One big point he made in his book is that (additive) 3D printed designs are far stronger in the XY plane than in the Z direction, and so it’s often best to print a design “sideways”, as separate parts that you glue together with Super Glue. He points out that fastening parts together with Super Glue takes only seconds, while removing support structures after printing can take a while (and can be a pain).
So I created a simple little stand for paper cups, to sit by the bathrooom sink. It’s basically just a square tube with little knobs on the top, sitting on a disk that has similar little knobs on the bottom.
This particular design doesn’t benefit a whole lot from printing on its side, but it does benefit enough to try out the technique: if I printed the design as one, upright piece a couple problems would occur: 1) it would require a thin layer of support for the bottom disk, because the disk has knobs below it, 2) the knobs would break off easily, because the Z-axis binding of a 3D print is fairly poor, 3) the knobs on the lower disk would likely pull off when I removed the support structure.
So I cut the design into two parts, printed the parts on their sides, then glued the two parts back together. Here’s how I did it:
First, I created a block I’ll use to cut the design in half vertically.
In FreeCAD I subtracted the block from the design to create one of the two halves of the print, then I created a similar block and subtracted it from the original design to create the other half to print.
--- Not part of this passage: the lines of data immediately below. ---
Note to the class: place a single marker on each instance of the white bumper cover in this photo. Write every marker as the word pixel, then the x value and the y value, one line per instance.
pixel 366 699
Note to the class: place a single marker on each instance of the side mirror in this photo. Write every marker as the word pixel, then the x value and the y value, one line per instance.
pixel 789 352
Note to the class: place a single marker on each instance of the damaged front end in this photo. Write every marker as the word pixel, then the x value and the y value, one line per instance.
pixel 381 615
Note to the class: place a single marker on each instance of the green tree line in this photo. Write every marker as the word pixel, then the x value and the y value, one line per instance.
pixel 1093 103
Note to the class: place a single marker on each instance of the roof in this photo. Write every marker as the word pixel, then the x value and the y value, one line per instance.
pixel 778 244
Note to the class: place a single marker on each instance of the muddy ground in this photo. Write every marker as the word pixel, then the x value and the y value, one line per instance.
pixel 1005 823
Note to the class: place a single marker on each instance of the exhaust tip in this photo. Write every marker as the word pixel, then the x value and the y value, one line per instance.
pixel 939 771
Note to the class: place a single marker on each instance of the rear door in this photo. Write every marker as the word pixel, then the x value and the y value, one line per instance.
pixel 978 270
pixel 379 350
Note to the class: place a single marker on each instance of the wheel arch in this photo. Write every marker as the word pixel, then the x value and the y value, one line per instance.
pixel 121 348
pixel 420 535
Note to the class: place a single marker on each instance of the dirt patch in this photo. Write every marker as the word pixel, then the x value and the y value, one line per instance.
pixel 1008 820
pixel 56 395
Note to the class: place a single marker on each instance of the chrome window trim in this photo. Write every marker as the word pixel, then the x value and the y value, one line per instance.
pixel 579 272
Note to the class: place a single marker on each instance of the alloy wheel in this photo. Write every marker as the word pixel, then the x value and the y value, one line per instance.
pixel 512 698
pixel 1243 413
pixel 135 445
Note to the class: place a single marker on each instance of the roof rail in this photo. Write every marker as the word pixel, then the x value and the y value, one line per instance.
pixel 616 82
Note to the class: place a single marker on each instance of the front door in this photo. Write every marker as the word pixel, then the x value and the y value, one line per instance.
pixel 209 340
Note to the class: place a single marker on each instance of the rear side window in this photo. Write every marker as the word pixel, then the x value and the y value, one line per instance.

Here are the two halves, ready to come off the printer:
Note how a square tube, cut diagonally, produces a part whose sides are at 45 degrees from vertical – which happily happens to be the maximum angle many 3D printers can print without support. So the cut parts have absolutely no support to remove.
Let me reiterate that point Clifford Smyth makes in his book: it takes only 15 seconds or so to glue two printed parts together with Super Glue, while it can take a lot more time and more risk to your fingers (if you have to use a hobby knife) to remove support plastic.
My verdict: hey, this technique works really well!
P.S., In case you’re curious, here’s what the printed paper cup stand looks like. It’s basically a cheap paper cup dispenser. The design and notes are on Thingiverse.
Update: I’ve now switched to E6000 as my favorite glue for PLA. I found Super Glue didn’t work very well on rough surfaces. In contrast, E6000 worked great.